Reprogen - Animal Bioscience, Faculty of Veterinary Science, University of Sydney, 425 Werombi Road, Camden, NSW 2570, Australia.
BMC Genomics. 2012 Oct 8;13:538. doi: 10.1186/1471-2164-13-538.
We investigated strategies and factors affecting accuracy of imputing genotypes from lower-density SNP panels (Illumina 3K, 7K, Affymetrix 15K and 25K, and evenly spaced subsets) up to one medium (Illumina 50K) and one high-density (Illumina 800K) SNP panel. We also evaluated the utility of imputed genotypes on the accuracy of genomic selection using Australian Holstein-Friesian cattle data from 2727 and 845 animals genotyped with 50K and 800K SNP chip, respectively. Animals were divided into reference and test sets (genotyped with higher and lower density SNP panels, respectively) for evaluating the accuracies of imputation. For the accuracy of genomic selection, a comparison of direct genetic values (DGV) was made by dividing the data into training and validation sets under a range of imputation scenarios.
Of the three methods compared for imputation, IMPUTE2 outperformed Beagle and fastPhase for almost all scenarios. Higher SNP densities in the test animals, larger reference sets and higher relatedness between test and reference animals increased the accuracy of imputation. 50K specific genotypes were imputed with moderate allelic error rates from 15K (2.85%) and 25K (2.75%) genotypes. Using IMPUTE2, SNP genotypes up to 800K were imputed with low allelic error rate (0.79% genome-wide) from 50K genotypes, and with moderate error rate from 3K (4.78%) and 7K (2.00%) genotypes. The error rate of imputing up to 800K from 3K or 7K was further reduced when an additional middle tier of 50K genotypes was incorporated in a 3-tiered framework. Accuracies of DGV for five production traits using imputed 50K genotypes were close to those obtained with the actual 50K genotypes and higher compared to using 3K or 7K genotypes. The loss in accuracy of DGV was small when most of the training animals also had imputed (50K) genotypes. Additional gains in DGV accuracies were small when SNP densities increased from 50K to imputed 800K.

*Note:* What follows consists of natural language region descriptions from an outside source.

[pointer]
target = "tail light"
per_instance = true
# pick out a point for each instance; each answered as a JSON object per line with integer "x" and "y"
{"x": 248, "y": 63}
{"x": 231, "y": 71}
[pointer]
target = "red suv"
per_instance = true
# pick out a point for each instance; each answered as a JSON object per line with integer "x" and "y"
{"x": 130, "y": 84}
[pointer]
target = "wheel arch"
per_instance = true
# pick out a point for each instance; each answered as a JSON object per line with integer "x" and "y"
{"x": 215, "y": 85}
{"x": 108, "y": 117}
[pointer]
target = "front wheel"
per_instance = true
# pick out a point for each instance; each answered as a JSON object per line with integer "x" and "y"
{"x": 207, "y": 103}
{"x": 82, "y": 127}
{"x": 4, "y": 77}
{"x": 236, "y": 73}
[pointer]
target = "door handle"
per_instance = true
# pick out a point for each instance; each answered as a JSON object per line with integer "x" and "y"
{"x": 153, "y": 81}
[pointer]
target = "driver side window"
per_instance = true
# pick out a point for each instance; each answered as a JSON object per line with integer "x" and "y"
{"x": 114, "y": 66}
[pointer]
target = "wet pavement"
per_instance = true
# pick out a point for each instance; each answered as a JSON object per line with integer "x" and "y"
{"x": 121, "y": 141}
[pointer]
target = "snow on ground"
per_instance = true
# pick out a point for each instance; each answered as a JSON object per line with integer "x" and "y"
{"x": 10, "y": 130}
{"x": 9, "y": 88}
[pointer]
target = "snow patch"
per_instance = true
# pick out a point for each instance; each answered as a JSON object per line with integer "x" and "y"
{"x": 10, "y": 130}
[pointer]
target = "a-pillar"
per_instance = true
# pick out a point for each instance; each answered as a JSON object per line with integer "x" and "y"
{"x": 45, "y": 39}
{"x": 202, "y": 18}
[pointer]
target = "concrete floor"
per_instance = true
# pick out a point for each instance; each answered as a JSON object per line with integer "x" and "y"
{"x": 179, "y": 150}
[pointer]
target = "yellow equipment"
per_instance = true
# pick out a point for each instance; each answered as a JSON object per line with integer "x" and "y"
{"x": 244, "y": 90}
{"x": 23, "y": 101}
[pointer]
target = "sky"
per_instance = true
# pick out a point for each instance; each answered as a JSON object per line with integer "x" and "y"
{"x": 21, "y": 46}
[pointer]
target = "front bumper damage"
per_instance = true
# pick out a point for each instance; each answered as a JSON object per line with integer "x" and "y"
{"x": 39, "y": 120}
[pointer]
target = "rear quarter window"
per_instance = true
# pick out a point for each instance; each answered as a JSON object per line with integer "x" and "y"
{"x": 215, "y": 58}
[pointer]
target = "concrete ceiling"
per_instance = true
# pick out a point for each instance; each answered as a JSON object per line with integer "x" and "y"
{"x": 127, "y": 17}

Population-based genotype imputation can be used to predict and combine genotypes from different low, medium and high-density SNP chips with a high level of accuracy. Imputing genotypes from low-density SNP panels to at least 50K SNP density increases the accuracy of genomic selection.
我们研究了从较低密度 SNP 面板(Illumina 3K、7K、Affymetrix 15K 和 25K 以及均匀间隔的子集)到一个中等密度(Illumina 50K)和一个高密度(Illumina 800K)SNP 面板进行基因型推断的策略和影响准确性的因素。我们还使用澳大利亚荷斯坦-弗里森牛的 2727 头和 845 头动物的数据,评估了使用这些较低密度和较高密度 SNP 芯片分别获得的 50K 和 800K SNP 芯片基因型推断对基因组选择准确性的效用。动物被分为参考组和测试组(分别用较高和较低密度 SNP 面板进行基因分型),以评估推断的准确性。对于基因组选择的准确性,通过在一系列推断场景下将数据分为训练集和验证集,比较了直接遗传值(DGV)。
在比较的三种方法中,IMPUTE2 在几乎所有情况下都优于 Beagle 和 fastPhase。测试动物中的 SNP 密度更高、参考组更大以及测试动物和参考动物之间的相关性更高,都会提高推断的准确性。50K 特有的基因型可以从中等密度的 15K(2.85%)和 25K(2.75%)基因型中以中等等位基因错误率进行推断。使用 IMPUTE2,从 50K 基因型中可以以低等位基因错误率(全基因组 0.79%)推断高达 800K 的 SNP 基因型,从 3K(4.78%)和 7K(2.00%)基因型中可以以中等错误率进行推断。当在三层框架中加入额外的 50K 中间层时,从 3K 或 7K 推断高达 800K 的错误率进一步降低。使用推断的 50K 基因型获得的五个生产性状的 DGV 准确性接近实际 50K 基因型的准确性,且高于使用 3K 或 7K 基因型的准确性。当大多数训练动物也具有推断的(50K)基因型时,DGV 准确性的损失很小。当 SNP 密度从 50K 增加到推断的 800K 时,DGV 准确性的额外提高很小。
基于群体的基因型推断可用于以高精度预测和组合来自不同低、中、高密度 SNP 芯片的基因型。从较低密度 SNP 面板推断基因型至至少 50K SNP 密度可提高基因组选择的准确性。